As a provider of registered-address services we are an obligor under the Law on the Prevention of Money Laundering and the Financing of Terrorism. We are required to identify and verify every customer and their beneficial owners before we provide the service. The legal basis for collecting and keeping your identity documents is this legal obligation, not your consent, so we cannot provide the service without these checks.

We may be required to report information to the Administration for the Prevention of Money Laundering (Uprava za sprečavanje pranja novca) and to cooperate with other competent authorities. Where the law requires it, we may do so without prior notice to you, and we are in some cases legally prohibited from telling you that a report has been made.

5. Your postal mail

When we receive and scan your mail we process its contents on your behalf, as your data processor. You remain the controller of that content. We scan items and notify you, retain the scanned copies for the period set by your plan, and securely destroy physical originals on a defined schedule.

6. How long we keep your data

  • Identity-verification and due-diligence records: 10 years after our business relationship ends, as required by anti-money-laundering law.
  • Accounting and billing records: 10 years, as required by the Accounting Law.
  • Scanned mail: for the period set by your plan; physical originals are securely destroyed after the storage window.
  • Account data: for as long as you are a customer and a reasonable period afterwards.
  • Marketing data: until you withdraw your consent.

7. Who we share it with

We never sell your personal data. We share it only as needed to run the service and meet our obligations:

  • identity-verification providers who help us complete know-your-customer checks;
  • our payment provider, for billing;
  • our hosting and infrastructure providers, who store data securely on our behalf;
  • our accountants and professional advisers;
  • competent authorities, including the Administration for the Prevention of Money Laundering, where we are legally required to disclose.

8. Where your data is stored

Your data is held on secure, encrypted infrastructure. Where data is transferred outside Serbia or the European Economic Area, we rely on appropriate safeguards, such as transfers to countries with an adequate level of protection or standard contractual clauses.

9. Your rights

Under Serbian data-protection law you have the right to:

  • be informed about how we use your data;
  • access the data we hold about you;
  • have inaccurate data corrected;
  • have data erased, where we are not required to keep it;
  • restrict or object to certain processing;
  • receive your data in a portable form.

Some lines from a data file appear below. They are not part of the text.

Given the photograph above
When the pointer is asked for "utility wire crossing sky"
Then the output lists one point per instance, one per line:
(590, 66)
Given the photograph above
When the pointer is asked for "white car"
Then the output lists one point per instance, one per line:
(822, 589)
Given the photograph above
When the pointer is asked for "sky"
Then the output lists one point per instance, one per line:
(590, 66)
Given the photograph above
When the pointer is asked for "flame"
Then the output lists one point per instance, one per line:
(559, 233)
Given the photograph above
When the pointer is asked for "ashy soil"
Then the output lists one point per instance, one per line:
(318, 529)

Some rights are limited where the law requires us to keep records. For example, we cannot erase identity-verification records that we are required to retain for 10 years. To exercise a right, contact privacy@savamix.com.

10. Cookies

We use only essential cookies by default. Any analytics or other non-essential cookies are used only with your consent, which you can manage or withdraw at any time. In particular, we use Google Analytics 4, a service provided by Google, to understand how visitors use the site. It is loaded only after you accept analytics cookies. When loaded, it sets cookies and may transfer data to Google, including to servers outside Serbia and the European Union, under appropriate safeguards. You can accept, decline, or withdraw your consent at any time using the "Cookie settings" link in the footer. The legal basis for this processing is your consent.

11. The supervisory authority

If you believe we have not handled your data properly, you may complain to the Commissioner for Information of Public Importance and Personal Data Protection (Poverenik za informacije od javnog značaja i zaštitu podataka o ličnosti), www.poverenik.rs. We would appreciate the chance to address your concerns first.

12. Changes to this policy

We may update this policy from time to time. We will post the updated version here with a new date and, where the change is significant, let you know by email.